11 Dez, 2020

Médicos do Santa Maria vão operar 500 doentes no privado

Objetivo é assegurar cirurgias não prioritárias numa altura em que a capacidade de resposta no Santa Maria está direcionada para os doentes Covid.

Alguns médicos do Centro Hospitalar Lisboa Norte (CHLN) – a que pertencem os hospitais de Santa Maria e Pulido Valente – vão operar, em hospitais privados, doentes que estão a ser seguidos no SNS e que se encontram em lista de espera para cirurgia, embora não sejam considerados prioritários.
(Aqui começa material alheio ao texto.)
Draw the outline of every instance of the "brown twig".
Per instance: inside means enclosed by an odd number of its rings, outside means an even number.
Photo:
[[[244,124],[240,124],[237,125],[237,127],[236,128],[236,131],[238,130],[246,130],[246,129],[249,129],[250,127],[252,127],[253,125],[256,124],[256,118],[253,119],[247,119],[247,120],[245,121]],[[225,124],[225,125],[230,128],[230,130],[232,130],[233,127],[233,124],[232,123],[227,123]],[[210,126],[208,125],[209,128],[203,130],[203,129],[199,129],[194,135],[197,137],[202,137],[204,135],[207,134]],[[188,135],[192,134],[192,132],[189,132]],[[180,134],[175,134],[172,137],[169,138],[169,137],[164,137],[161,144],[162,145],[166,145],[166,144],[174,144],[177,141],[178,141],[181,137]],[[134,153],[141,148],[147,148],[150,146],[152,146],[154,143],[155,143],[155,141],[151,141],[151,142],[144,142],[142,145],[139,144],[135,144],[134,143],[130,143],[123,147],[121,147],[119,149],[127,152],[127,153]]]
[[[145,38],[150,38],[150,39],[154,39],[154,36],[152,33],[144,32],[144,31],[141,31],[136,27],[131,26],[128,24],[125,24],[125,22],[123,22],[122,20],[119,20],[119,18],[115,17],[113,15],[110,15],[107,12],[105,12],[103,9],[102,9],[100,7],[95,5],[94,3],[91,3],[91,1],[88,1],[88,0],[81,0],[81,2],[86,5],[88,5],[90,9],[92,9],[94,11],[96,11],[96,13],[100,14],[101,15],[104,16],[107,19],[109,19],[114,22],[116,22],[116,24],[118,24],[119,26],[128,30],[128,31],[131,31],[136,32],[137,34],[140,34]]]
O plano, que passa por intervencionar pelo menos 500 doentes até ao final de janeiro, tem como objetivo evitar o aumento dos doentes em lista de espera para cirurgia, à semelhança do que aconteceu na primeira vaga da pandemia. “Tivemos a experiência da primeira fase, em que a suspensão da atividade teve um peso forte na acessibilidade dos doentes aos cuidados cirúrgicos, tornando-se mais difícil e mais prolongada”, explica Daniel Ferro, presidente do conselho de administração do CHLN, em declarações ao DN.

Assim, já foram assinados protocolos com cinco unidades do sector privado e social, tendo como referência os valores que o SNS paga aos hospitais públicos pelos mesmos atos cirúrgicos. “Se não fosse esta alternativa teríamos perto de 500 doentes que não seriam já operados com risco de se degradar a qualidade de vida dos doentes e das suas famílias”, diz Daniel Ferro.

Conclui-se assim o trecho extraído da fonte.